Competing interests:
None declared
Competing interests: No competing interests
This is a well designed and well conducted study of an interesting
idea in mental health. However, the main finding was that there was not a
statistically significant difference in total costs between the
intervention and control groups. Despite this, the abstract contains the
conclusion that there is a high probability that crisis plans are cost
effective compared with standard care. This enthusiasm is then compounded
by the BMJ, which mentions this on the front cover of the issue, in the
Editor's choice and on the This Week in the BMJ page. Phrases used include
'yes, probably' and 'Joint crisis plans seem effective in psychosis'.
This seems like poor science to me, possibly reflecting an
ideological bias in favour of psychosocial interventions. I cannot
conceive that you would allow a drug trial to be reported in this way, nor
would you feature a non significant finding from a drug trial on your
front cover or editorial pages in this manner.
I am concerned that mental health services will shortly be faced with
edicts to develop these services when, in reality, the evidence falls some
way short of compelling.
Competing interests:
None declared
Competing interests: No competing interests
With the advent of “crisis” and “early intervention” teams coupled
with the closure of many older inpatient units, psychiatric care is moving
rapidly in the direction of community administered health. However, in the
rush to achieve this goal it must be remembered that hospital care still
has an important role to play. Flood et al. “assume” that patient’s with
fewer hospital admissions have a better quality of life but on what basis
is this assumption made? Patients who are acutely psychotic are often so
far detached from reality that they are unable to function at any level in
a socially acceptable way. For these people, I believe hospital provides a
refuge that community care never can. It provides a safe environment away
from the stresses of everyday life where the patient can receive
definitive treatment. It provides relief for family members who would
otherwise carry much of the responsibility for the patient’s care in the
community. Most importantly, it protects the patient from the destructive
nature of their own disease. Destructive that is to their relationships,
employment and social interaction, all things that define quality of life,
and all things that are much more difficult to rebuild once destroyed.
Competing interests:
None declared
Competing interests: No competing interests
Clinicians are expected as part of the (CPA) Care Programme Approach
(standard or Enhanced) to discuss with all our patients about crisis
plans/risk management in the event of a relapse. Are Joint crisis plans
another name for CPA?
Or do the authors mean standardised service information is a form of CPA?

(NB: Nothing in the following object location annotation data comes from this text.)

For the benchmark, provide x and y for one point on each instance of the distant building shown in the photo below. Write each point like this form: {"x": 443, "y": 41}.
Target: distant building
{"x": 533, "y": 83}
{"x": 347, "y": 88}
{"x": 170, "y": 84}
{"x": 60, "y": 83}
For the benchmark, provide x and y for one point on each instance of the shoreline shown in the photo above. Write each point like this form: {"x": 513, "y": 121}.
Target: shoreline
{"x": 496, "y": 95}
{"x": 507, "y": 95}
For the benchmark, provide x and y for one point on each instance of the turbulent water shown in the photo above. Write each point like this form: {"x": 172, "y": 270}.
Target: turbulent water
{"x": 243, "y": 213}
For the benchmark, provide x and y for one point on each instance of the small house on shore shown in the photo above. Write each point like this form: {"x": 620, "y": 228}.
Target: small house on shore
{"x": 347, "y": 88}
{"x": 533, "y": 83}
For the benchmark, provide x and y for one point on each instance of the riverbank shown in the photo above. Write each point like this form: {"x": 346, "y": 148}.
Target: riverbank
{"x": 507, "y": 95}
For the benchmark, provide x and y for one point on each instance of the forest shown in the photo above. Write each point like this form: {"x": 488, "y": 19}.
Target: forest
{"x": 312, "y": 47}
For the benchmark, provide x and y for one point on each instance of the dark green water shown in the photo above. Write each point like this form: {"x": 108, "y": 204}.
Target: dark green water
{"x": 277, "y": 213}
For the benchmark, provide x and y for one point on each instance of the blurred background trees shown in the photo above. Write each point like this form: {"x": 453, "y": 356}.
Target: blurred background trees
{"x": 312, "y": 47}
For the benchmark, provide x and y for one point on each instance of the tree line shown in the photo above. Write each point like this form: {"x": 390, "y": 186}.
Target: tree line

Apart from the use of Mental Health Act, there is little difference
between the groups studied. In the current climate of resource constraints
are facilitators affordable? Currently Care co-ordinators engage with the
patients to facilitate a cisis plan.
Most importantly nearly all service users agree that any measure to reduce
compulsary admissions is welcome.
Competing interests:
None declared
Competing interests: No competing interests
EDITOR--This is a very nice study comparing the use of a Joint Crisis plan and
Standardised Service Information on two groups of psychiatric
patients with Psychotic and non-psychotic bipolar disorder. But some factors
are very important and might give different results if controlled--for example, gender, age, alcohol and illicit drugs misuse.
Competing interests:
None declared
Competing interests: No competing interests
Joint Crisis Plan Template
I am currently looking for a template of the Joint Crisis Plan as I
feel that it would be quite useful for several of my clients.